Images of patients’ brains reveal a spontaneous activation of neurons in a particular area of the brain — specifically the rear, upper region of the left temporal lobe. This is the area responsible for speech perception, and when healthy people hear speech it becomes activated. So what happens when patients with schizophrenia hear a real voice and a hallucinatory one at the same time?

"It would be natural to assume that neural activity would increase somewhat — even twofold. But quite the opposite takes place; we actually observed that the activity ceased altogether," states Professor Hugdahl.

Losing contact with the outside world

In order to learn more about what was happening, Hugdahl and his colleagues Kristiina Kompus and René Westerhausen carried out a meta-analysis of 23 studies. These studies focused either on spontaneous inner-voice triggered neural activation in subjects with schizophrenia or the stimulatory reaction prompted by actual sounds in both healthy and schizophrenic subjects.

It emerged that many researchers had observed either that a spontaneous activation of neurons occurs in patients hearing inner voices or that the patients’ perception of actual voices becomes suppressed when these are heard simultaneously with inner voices. No one had seen the connection between these findings.

"Previously, we thought these were two separate phenomena. But our analyses revealed that the one causes the other: when neurons become activated by inner voices it inhibits perception of outside speech. The neurons become ‘preoccupied’ and can’t ‘process’ voices from the outside," explains Professor Hugdahl.

"This may explain why schizophrenic patients close themselves off so completely and lose touch with the outside world when experiencing hallucinations," he purports.

Electronic app designed to improve impulse control

Hugdal and his colleagues made yet another discovery that may well help explain how the lives of these individuals become consumed by inner voices. It turns out that the frontal lobe in the brains of schizophrenia patients does not function exactly the way it should. As a result, these patients have a lesser degree of impulse control and are unable to filter out their inner voices.

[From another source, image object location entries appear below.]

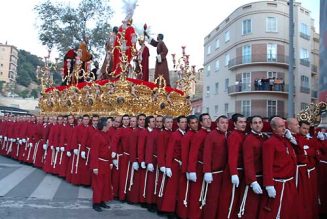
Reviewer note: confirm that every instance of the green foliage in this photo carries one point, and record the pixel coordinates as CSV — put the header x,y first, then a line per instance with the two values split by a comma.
x,y
26,68
24,93
34,93
61,25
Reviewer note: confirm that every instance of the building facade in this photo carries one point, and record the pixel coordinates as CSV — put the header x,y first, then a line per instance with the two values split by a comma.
x,y
246,61
8,63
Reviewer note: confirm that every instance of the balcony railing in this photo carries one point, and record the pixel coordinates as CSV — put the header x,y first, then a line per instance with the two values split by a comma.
x,y
305,36
305,90
305,62
258,59
314,68
314,94
247,87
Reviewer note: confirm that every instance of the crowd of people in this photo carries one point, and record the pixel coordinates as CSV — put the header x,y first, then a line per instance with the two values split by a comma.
x,y
185,167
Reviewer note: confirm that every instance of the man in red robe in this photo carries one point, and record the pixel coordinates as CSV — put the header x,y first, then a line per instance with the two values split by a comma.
x,y
214,163
234,185
182,200
195,167
279,164
252,158
173,167
100,159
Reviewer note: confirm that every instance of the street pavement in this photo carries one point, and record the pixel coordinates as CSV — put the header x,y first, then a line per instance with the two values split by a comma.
x,y
28,193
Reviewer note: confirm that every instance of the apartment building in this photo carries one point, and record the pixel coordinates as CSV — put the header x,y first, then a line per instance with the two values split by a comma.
x,y
246,61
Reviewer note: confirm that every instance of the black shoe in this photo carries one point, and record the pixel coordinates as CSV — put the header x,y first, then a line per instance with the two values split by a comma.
x,y
97,207
104,205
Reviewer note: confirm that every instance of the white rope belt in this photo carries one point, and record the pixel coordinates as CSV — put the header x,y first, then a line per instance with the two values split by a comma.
x,y
309,171
282,194
297,173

"Every one of us hears inner voices or melodies from time to time. The difference between non-afflicted individuals and schizophrenia patients is that the former manage to tune these out better," the professor points out.

If patients could learn to stifle inner noise it could have a huge impact on our ability to treat schizophrenia, he states. To this end, Professor Hugdahl’s research group has developed an application that can be used on mobile phones and other simple electronic devices, to help patients improve their filters.

Wearing headphones, the patient is exposed to simple speech sounds with different sounds played in each ear. The task is to practice hearing the sound in one ear while blocking out sound in the other. The application has only been tested on two patients with schizophrenia so far. The response from these patients is promising, Dr Hugdahl relates.

"The voices are still there, but the test subjects feel that they have control over the voices instead of the other way around. The patient feels it is a breakthrough since it means he can actively shift his focus from the inner voices over to the sounds coming from the outside," the professor explains.